Recent events surrounding the New York State/Indian taxation issue have
taken on a new and interesting look. Early Monday Gov. Pataki's office
issued a press release stating that the St. Regis Mohawks had reached an
interim agreement with the state. By 8:35 p.m. that same day, however, the
purported Mohawk signatories, Philip Tarbell and Edward Smoke, had sent a
letter to Pataki stating that the press release was inaccurate and was mis-
representing a draft proposal never ratified through community consultation.
On Sunday a peaceful ceremony and protest attended by approximately 50
people on the Onondaga Nation was attacked by more than 100 state troopers
dressed in full riot gear. Those who observed the attack, including members
of the Syracuse press, expressed astonishment at the levels of force used by
the troopers on a small group that included elderly women and children.
Why is the governor escalating his use of coercion and force against the
Indians? The answer may rest in a recent State Supreme Court ruling.

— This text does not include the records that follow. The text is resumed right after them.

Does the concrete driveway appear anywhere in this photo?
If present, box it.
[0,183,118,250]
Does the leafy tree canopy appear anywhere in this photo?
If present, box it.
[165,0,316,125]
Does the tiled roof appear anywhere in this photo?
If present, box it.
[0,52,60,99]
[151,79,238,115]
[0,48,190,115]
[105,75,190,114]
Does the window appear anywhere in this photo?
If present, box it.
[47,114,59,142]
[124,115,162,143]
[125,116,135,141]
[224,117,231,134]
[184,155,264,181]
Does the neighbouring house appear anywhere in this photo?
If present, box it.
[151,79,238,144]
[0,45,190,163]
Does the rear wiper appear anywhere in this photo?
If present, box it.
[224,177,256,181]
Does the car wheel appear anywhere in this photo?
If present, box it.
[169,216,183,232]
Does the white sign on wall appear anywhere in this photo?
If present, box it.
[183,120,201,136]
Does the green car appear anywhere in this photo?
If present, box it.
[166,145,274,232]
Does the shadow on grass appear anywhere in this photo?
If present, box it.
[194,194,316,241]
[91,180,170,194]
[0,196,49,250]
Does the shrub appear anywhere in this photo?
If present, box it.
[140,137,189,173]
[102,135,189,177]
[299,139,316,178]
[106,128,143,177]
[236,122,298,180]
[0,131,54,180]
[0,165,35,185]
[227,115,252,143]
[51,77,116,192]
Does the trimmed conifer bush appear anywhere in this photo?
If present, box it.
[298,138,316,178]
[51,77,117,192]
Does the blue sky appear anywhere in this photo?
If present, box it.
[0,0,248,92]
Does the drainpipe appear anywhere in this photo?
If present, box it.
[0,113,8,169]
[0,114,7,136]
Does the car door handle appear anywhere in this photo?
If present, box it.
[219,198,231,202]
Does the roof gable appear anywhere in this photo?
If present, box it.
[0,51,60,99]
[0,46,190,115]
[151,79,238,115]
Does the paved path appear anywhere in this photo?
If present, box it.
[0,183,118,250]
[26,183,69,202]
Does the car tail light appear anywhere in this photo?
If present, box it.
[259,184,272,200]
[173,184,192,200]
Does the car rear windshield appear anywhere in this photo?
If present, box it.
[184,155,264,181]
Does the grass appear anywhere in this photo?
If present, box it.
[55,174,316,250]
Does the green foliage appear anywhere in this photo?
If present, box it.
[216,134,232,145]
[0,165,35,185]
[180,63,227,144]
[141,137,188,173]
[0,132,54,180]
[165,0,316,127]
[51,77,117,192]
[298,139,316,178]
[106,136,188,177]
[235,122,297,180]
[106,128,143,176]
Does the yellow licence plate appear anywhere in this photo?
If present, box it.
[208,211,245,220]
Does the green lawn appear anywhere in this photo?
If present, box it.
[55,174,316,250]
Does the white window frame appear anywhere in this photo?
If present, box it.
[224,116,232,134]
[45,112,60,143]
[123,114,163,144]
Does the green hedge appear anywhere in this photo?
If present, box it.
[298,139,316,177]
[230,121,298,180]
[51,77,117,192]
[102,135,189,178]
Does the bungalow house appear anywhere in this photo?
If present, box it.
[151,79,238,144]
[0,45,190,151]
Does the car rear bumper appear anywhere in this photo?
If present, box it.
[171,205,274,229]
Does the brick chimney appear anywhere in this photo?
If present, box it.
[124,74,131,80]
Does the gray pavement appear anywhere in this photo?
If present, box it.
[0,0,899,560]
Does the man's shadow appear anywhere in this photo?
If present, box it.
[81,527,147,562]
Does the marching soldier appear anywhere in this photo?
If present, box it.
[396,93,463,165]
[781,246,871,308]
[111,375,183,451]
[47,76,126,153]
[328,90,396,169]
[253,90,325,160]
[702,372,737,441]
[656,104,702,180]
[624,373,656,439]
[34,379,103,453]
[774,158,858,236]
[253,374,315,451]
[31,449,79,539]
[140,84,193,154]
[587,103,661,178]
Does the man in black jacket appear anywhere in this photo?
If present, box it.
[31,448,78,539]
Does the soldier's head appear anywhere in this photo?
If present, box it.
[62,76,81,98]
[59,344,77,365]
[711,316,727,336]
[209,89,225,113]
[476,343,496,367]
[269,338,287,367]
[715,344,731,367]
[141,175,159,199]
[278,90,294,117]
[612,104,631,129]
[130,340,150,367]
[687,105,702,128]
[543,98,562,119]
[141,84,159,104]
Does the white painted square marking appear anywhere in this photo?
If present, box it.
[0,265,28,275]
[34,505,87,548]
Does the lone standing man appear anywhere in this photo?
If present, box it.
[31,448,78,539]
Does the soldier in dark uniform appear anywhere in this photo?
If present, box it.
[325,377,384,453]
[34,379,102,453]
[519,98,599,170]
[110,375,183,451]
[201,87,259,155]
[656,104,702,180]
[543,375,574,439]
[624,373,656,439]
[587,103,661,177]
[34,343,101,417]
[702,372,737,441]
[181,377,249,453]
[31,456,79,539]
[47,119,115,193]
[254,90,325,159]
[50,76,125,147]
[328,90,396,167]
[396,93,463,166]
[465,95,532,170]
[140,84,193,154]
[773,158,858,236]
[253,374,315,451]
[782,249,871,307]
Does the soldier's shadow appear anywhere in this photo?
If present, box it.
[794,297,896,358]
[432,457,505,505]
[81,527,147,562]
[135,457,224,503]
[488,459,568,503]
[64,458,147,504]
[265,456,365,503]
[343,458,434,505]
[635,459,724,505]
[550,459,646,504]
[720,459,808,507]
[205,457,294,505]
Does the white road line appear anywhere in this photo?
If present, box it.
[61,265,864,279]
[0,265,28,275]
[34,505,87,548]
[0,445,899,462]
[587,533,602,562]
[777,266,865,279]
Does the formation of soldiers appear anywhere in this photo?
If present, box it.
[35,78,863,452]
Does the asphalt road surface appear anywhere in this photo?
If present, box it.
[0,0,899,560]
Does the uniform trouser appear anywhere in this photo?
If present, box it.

On Wednesday, May 14, 1997, NYS Supreme Court Justice Rose H. Sconiers
rendered a decision that effectively dissected and repudiated the movements
of the state to structure secret Indian compacts under highly unusual and
suspect motives. The State Supreme court ruling declined a request by the
New York State Department of Taxation and Finance to confirm a temporary
seizure of Indian gasoline, tanker and truck, and further found the state's
"Indian Agreements" to be illegal.
Writes Judge Sconiers, in the memorandum decision: "It is ... clear, even
to the casual observer, that the real interest underlying this recent
extraordinary showing of the State police powers, is the desire, not to
collect taxes, but rather to advance the commercial interest of "retail
parity" and thereby defeat the previous competitive advantage of Reservation
sales.
"This Court is struck by how little has changed for the Indian over the past
century and a half and believes that to the Indian respondents herein, it owes
a responsibility of more than a simple review of the applicable authority
cited by Petitioner [NYS] and must, at the very minimum, acknowledge the
underlying inequities of which they complain."
Sconiers further writes that the state's concept of "retail parity" was a
nebulous imposition that bears no legislative definition or approval and
that only the State Legislature can formally enact "Indian or Reservation
Agreements."
This first cogent, intellectual analysis of the NYS and Indian tax conflict
by Justice Sconiers goes a long way toward fleshing out the inconsistencies
and inequities obscured by state and Indian negotiators in their zeal to
first strike a deal and then sell it to the respective publics. But their
emphasis on political expediency over the implementation of fully functional
democratic processes has come at a great cost to hundreds of Indian workers
across the state who were suddenly put out of work and back into the ranks
of the unemployed.
When pondering the Indians' discussion of the greater issues involved, Judge
Sconiers gets to the roots of the conflict: "Is not the Petitioner [NYS]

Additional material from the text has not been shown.